Willoughby also encourages you to reflect on what you want your future to look like, as this could allow you to work out how changing your drinking could help you achieve that goal.
If you’re thinking of giving the sober curious lifestyle a try, she suggests finding out the techniques that will help you. “Find a favourite alcohol-free drink you like so you know what to ask for when you’re out. Substituting an alcoholic drink for an alcohol-free one makes things much easier,” she says. “And if you are not enjoying yourself, go home! We’ve been taught to stay at things we don’t enjoy by drinking – this is ridiculous!”
Are there benefits to being sober curious?
There are so many benefits to drinking less – some people might find it reduces their anxiety symptoms or see an improvement in their mental health, others realise that they’ve got a lot more energy and sleep better without overdoing it on the tipple. You also won’t get hangovers – big win.
Willoughby adds that you’ll most likely reduce your calorie intake from switching to low or no-alcohol options (and avoiding the late night munchies) and reduce your stress levels, as well as supporting your overall health and wellbeing.

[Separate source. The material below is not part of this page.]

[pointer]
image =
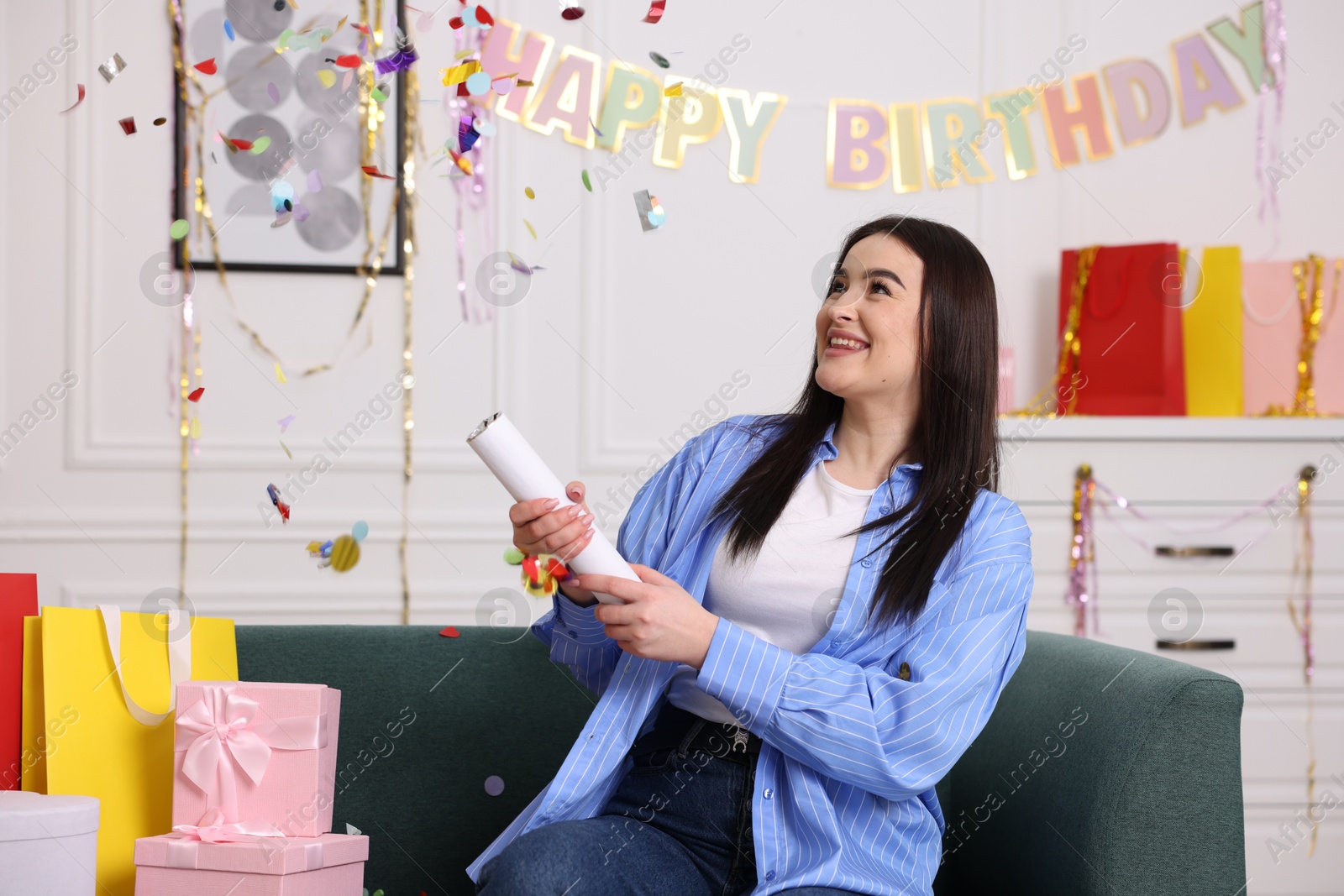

Whatever your reasons for wanting to quit drinking, there are so many benefits for all of us to be more mindful of reducing the harmful effects of alcohol in our lives.
Is there anything to consider before going sober curious?
Most people won’t experience any major side effects of cutting down their drinking, but for some it can be dangerous to suddenly quit. “This depends on how much you’ve been drinking, for how long and the level of physical dependence on alcohol,” Macdonald explains. “If you’re in any doubt, speak to a medical professional first and be honest about how much you’re drinking.”
Changing your alcohol intake can be an adjustment, so Willoughby recommends exploring sober curious podcasts, books and blogs. Macdonald also suggests connecting with sober groups IRL or online, seeing a coach or therapist if you want to dig deeper and telling your family what you’re doing. “People who love you, love you for you, not for what is in your glass and they will support you if you ask them,” she says.
How can you support your sober curious friends and family?
In short? “Don’t be a dick,” says Willoughby. “Please respect their decision and don’t pressure them to drink. You might find that you discover new ways of socialising too outside of alcohol, and you’d want them to support you if the shoe was on the other foot. Also, always ask for an adult alcohol-free drink when you’re out – venues need to know there is demand!”
Madconald agrees, suggesting “don’t make it a big thing. Keep the invites coming but don’t feel bad if they don’t want to go, and at home, make an effort to offer non-alcoholic drinks.”
We’ll cheers to that!
Note: reducing alcohol consumption, or going sober overnight, may not be an option for everyone. For some people, total abstinence could be the only way to go – if you're worried about your relationship with alcohol or fear you may be dependent upon it, speak to a doctor or trusted organisation, such as Alcohol Change UK.
This article is not intended to be a substitute for professional medical advice or diagnosis. Always seek the advice of your physician or other qualified health provider with any questions you may have regarding a medical condition.